Photo by Abby Wood.

Alexander Sovronsky is an actor, multi-instrumentalist, and the resident composer at Shakespeare & Company in Lenox, Mass. His career highlights include composing for, and acting and playing music in, the 2007 Broadway production of "Cyrano de Bergerac" (starring Kevin Kline and Jennifer Garner) and "Romeo & Juliet" (starring Oscar Isaac and Lauren Ambrose) at The Public Theater/Shakespeare In The Park. When he's not on stage, Alexander teaches workshops on the dramatic functions of music and sound in Shakespeare’s plays. He is currently on the faculty at Renaissance Arts & Wellness Center in Great Barrington, where he teaches theater and music classes to children, and he also teaches ukulele and guitar at Berkshire Music School in Pittsfield. I’ve been a company member and a resident composer at Shakespeare & Company for seven years, and it’s my second year as a guest artist in theater at Bard College at Simon’s Rock. My job as a composer and sound designer means that I’m responsible for any live or recorded sounds that appear in the production from the sound of thunder to writing a complete score, as well as teaching the songs to the cast. Most recently, I designed music for The How And The Why and The Mother of the Maid, as well as last season’s A Midsummer Night’s Dream, in which I also performed. If you saw it, I was the guy in a dress at the end of the play.

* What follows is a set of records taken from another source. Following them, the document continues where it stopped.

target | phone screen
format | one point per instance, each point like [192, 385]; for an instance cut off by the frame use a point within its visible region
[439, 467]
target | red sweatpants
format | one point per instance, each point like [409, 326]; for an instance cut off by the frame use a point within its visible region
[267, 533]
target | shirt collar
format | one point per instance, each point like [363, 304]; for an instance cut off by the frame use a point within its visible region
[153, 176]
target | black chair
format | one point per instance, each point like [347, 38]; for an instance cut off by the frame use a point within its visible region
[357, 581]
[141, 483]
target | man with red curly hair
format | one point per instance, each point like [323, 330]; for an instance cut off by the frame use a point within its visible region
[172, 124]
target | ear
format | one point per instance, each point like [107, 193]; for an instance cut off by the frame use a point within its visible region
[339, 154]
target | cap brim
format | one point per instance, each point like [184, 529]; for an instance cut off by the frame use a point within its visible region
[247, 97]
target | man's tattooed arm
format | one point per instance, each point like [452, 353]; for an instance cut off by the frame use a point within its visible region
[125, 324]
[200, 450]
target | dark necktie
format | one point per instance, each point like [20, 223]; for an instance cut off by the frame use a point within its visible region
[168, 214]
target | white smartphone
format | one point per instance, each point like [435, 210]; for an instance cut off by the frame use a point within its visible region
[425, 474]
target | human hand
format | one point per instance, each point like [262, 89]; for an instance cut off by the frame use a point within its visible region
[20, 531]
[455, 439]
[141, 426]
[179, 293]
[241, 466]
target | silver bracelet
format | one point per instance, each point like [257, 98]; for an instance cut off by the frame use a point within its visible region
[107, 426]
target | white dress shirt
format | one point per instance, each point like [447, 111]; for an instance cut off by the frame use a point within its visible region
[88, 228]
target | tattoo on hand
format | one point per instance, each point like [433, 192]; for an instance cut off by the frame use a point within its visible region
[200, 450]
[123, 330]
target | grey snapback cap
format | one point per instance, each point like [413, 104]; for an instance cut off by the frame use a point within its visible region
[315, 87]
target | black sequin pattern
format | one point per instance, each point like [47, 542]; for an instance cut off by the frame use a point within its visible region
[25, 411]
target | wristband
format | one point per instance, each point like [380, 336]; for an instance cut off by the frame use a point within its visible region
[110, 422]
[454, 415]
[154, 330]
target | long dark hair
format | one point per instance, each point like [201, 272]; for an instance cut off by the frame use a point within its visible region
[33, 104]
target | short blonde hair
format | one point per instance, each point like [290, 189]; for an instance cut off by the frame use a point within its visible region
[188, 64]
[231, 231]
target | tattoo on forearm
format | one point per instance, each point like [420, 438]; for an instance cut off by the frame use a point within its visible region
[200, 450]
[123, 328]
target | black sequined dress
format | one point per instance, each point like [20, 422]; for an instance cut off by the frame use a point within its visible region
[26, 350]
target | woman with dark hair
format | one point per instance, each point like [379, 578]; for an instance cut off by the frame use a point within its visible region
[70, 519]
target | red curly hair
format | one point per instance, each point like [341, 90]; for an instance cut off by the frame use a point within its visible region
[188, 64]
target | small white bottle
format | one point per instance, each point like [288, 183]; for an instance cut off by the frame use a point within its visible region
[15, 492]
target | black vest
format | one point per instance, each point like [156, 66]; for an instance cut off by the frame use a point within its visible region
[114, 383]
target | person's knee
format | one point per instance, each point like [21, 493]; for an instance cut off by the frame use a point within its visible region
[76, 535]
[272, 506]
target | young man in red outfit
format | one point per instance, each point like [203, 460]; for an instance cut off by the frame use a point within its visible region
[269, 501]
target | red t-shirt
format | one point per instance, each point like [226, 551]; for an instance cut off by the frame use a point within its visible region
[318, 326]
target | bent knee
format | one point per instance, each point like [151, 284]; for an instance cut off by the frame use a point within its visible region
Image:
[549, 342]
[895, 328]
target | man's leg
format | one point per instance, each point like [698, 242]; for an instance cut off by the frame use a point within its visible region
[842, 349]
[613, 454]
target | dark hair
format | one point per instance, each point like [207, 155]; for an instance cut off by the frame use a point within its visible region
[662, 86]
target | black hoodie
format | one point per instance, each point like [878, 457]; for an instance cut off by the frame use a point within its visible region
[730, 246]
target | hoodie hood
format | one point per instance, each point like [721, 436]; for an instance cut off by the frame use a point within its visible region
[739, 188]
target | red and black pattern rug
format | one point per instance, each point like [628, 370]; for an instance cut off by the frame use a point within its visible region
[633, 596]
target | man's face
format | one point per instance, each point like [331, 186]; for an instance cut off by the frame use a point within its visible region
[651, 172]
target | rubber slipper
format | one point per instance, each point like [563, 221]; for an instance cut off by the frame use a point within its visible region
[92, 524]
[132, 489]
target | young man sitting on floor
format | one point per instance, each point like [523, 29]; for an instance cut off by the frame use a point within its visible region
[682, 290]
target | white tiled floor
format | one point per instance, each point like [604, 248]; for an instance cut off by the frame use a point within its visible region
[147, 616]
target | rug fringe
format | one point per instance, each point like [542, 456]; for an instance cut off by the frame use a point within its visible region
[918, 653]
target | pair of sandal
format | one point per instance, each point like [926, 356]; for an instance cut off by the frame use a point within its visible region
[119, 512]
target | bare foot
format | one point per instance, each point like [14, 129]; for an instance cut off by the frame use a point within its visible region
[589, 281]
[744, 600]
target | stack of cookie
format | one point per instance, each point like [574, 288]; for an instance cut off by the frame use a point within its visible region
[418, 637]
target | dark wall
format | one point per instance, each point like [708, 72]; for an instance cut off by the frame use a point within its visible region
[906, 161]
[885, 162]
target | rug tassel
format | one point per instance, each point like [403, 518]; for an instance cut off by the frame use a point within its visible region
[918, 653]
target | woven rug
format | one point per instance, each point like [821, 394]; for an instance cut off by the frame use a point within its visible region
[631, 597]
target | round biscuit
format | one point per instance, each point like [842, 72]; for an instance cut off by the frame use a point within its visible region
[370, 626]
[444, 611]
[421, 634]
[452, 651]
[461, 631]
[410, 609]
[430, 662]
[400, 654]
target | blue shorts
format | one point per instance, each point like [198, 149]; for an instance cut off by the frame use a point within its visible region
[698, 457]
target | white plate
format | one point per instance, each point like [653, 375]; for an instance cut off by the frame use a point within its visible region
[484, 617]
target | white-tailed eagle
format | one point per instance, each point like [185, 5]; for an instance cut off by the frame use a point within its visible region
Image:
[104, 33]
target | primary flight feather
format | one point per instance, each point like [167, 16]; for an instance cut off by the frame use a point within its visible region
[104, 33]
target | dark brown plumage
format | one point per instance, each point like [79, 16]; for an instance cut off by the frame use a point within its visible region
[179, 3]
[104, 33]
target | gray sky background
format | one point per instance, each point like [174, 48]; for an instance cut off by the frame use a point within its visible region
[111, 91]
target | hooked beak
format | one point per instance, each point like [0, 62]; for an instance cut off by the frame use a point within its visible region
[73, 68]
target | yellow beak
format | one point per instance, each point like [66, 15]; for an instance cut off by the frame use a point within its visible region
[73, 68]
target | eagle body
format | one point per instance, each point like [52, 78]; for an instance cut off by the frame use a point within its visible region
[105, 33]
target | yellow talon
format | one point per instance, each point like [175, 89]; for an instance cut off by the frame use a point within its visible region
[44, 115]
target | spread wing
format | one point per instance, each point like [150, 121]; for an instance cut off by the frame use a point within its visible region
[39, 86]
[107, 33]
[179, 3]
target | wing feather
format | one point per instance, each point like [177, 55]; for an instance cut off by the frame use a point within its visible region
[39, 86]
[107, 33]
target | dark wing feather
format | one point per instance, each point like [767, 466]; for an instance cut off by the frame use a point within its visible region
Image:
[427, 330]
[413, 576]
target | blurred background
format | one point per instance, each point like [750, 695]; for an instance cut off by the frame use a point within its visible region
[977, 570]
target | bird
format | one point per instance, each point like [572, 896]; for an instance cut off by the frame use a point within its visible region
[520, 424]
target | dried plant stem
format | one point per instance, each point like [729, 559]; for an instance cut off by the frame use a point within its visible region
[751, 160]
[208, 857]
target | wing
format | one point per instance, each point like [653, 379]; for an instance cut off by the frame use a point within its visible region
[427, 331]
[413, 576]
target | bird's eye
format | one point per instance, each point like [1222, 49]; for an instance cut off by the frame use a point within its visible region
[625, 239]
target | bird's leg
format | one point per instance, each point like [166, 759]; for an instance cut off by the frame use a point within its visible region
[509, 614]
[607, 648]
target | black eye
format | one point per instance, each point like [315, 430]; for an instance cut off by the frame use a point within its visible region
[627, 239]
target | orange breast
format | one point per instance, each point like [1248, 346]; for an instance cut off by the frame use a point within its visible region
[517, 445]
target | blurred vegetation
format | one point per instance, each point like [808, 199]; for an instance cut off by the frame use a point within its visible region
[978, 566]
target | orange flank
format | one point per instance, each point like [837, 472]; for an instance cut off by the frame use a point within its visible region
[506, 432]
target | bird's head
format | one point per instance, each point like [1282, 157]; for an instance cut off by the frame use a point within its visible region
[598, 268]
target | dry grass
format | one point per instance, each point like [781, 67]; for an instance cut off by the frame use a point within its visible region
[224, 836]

I didn’t start out doing Shakespeare, but there’s always a need for random music moments in his plays, so I began to get hired a lot for that. I enjoy doing it and people seem to like it, but really anything I can do to make noise and entertain people makes me happy. My wife and I were living in New York City, but we got married in the Berkshires just over a year ago and then decided we wanted to move here full time to have more space. Now we live in Pittsfield, which is a great location for us because my wife, Jessica Sovronsky, who has been a stage manager at S&Co. for the past three summers, also is an adjunct theater professor at Simon’s Rock, as well as the props master/designer for Williams College. There’s a lot of revitalization going on here, especially along North Street, and I can’t believe how much improvement there’s been since I first visited here.